Respect and use existing conventions, libraries, etc that are already present in the code base.
{lazy_prompt}
Take requests for changes to the supplied code.
If the request is ambiguous, ask questions.
Always reply to the user in the same language they are using.
Once you understand the request you MUST:
""" ... etc...
They use this thing called repo map[1]. I only used it for personal projects and it’s been great. You need to add the files you care about yourself, it’ll do its best and add additional files from the repo map if needed.
Since it’s git based, it makes it very easy to keep track of the LLMs output. The agents is really well done too. I like to skip auto commit so I can “git reset —hard HEAD^1” if needed but aider has built in “undo” command too.
Can you work in a repo with fifty million files? Can Git? I just checked on my Windows machine using Everything and there are 15,960,619 files total including every executable, image, datafile, &c.
Out of curiosity what does your IDE do when you do a global symbol rename in a repository with fifty million files?
I'm absolutely a real human, and I think this just might be too much context for me! Perhaps I am not general enough.
I thought this was common knowledge but I guess not: Google's monopoly famously has over a billion files. No, Git cannot handle it. Their whole software stack is developed around this from the ground up. But they are one of the largest software employers in the world, so quite a few engineers evidently do make do with 200x more than 50 million files.
Having worked on a codebase like that, you need to use some extra plugins to get git to work. And even then, it’s very slow. Like 15-30 seconds for a git status to run even with caching. Global renames with an IDE are impossible but tools like sed and grep still work well. Usually there is a module system that maps to the org structure and you don’t venture outside of your modules or dependency modules very often.
I made a tool that allows you to use LLMs on large codebases. You can select which files are relevant and embed them into the prompt: https://prompt.16x.engineer/
Based on my personal experience it works well as long as each file is not too long.
I believe they can as long as you're able to identify a contained task that touches no more than a handful of files. Still very useful to automate some tedious work or refactoring if you ask me.
Or what "yes" looks like to you? It can do all the work itself, for a 50m-file monorepo, without a human guiding it which files to look at?

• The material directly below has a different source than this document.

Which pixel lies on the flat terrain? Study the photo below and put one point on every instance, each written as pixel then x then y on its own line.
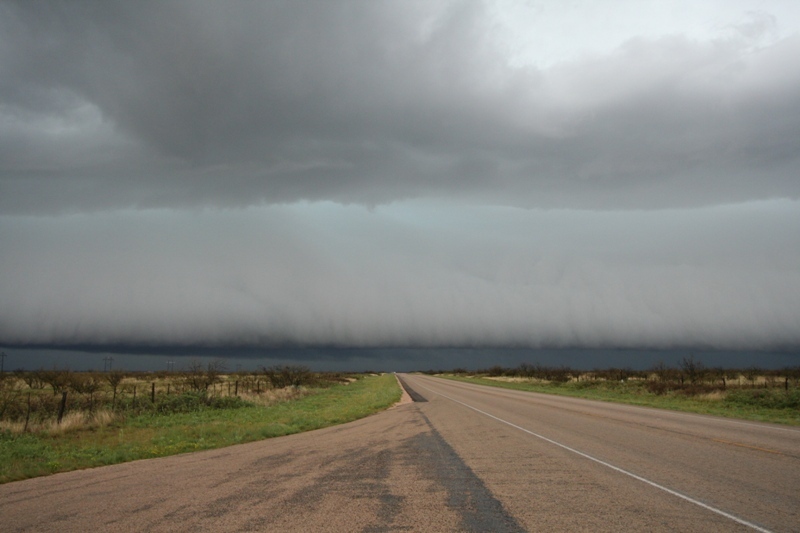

If it were true then human programmers would have been considered obsoleted today. There would be exactly zero human programmers who make any money in 2025.
It doesn't take the whole repo as context, it tries to guess which files to look at. So if you prompt with that in mind, it works well. Haven't tried it on a very large codebase though. You can also explicitly add files, if you know where work should be done.

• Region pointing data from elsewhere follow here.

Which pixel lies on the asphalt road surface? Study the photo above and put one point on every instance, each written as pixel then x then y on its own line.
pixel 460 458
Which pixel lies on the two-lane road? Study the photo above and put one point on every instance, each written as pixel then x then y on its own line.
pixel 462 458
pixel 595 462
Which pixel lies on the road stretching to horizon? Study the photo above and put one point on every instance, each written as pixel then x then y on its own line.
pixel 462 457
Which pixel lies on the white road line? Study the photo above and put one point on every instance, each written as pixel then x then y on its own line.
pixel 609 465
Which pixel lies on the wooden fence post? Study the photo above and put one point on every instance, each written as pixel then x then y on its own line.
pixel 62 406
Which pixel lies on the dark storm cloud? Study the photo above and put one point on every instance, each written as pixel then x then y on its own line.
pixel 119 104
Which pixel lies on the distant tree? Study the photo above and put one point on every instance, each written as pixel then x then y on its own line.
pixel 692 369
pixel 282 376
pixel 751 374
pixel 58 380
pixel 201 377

you can make it work. just think of the many approaches and you'll see that there are actually quite many viable ways to work around pseudo-infinite context.

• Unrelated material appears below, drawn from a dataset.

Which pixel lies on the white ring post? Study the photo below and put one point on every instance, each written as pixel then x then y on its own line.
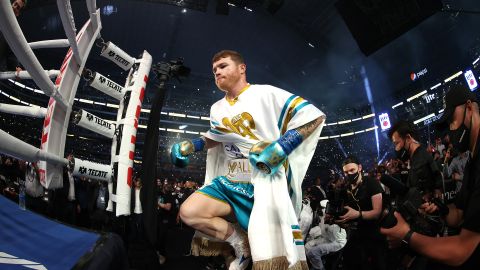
pixel 66 15
pixel 57 118
pixel 127 119
pixel 45 44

You are right, except on the part about tweaking the prompt to get your desired code styling.
The easier way to integrate into an existing code base is just to refactor the code yourself. AI gives a working version, you refactor and move on. For me this has been a huge productivity boost from writing everything from scratch
Drag in a couple files and say “make a class that does X but use this format”. I absolutely don’t rely on it for lots of things but it’s absolutely capable of working with existing code. Claude is far better than OpenAI when dealing with sets of existing files. I also like that it’s outside of my IDE so I make the final changes. LLM’s love to just write tokens so I keep a fairly short leash.
This isn't for professional software developers. This is for managers, so they can shit out a one week test and then feel superior enough to pay software engineers less for the "easy" job they do.
I haven't spent enough time with cursor specifically, but with other similar coding assistants, adding context can take some time. And often, even if it does save time, the action of "adding context" itself gets tiring and tedious so that you don't want to bother but instead just write the code yourself. It's about mental affordability.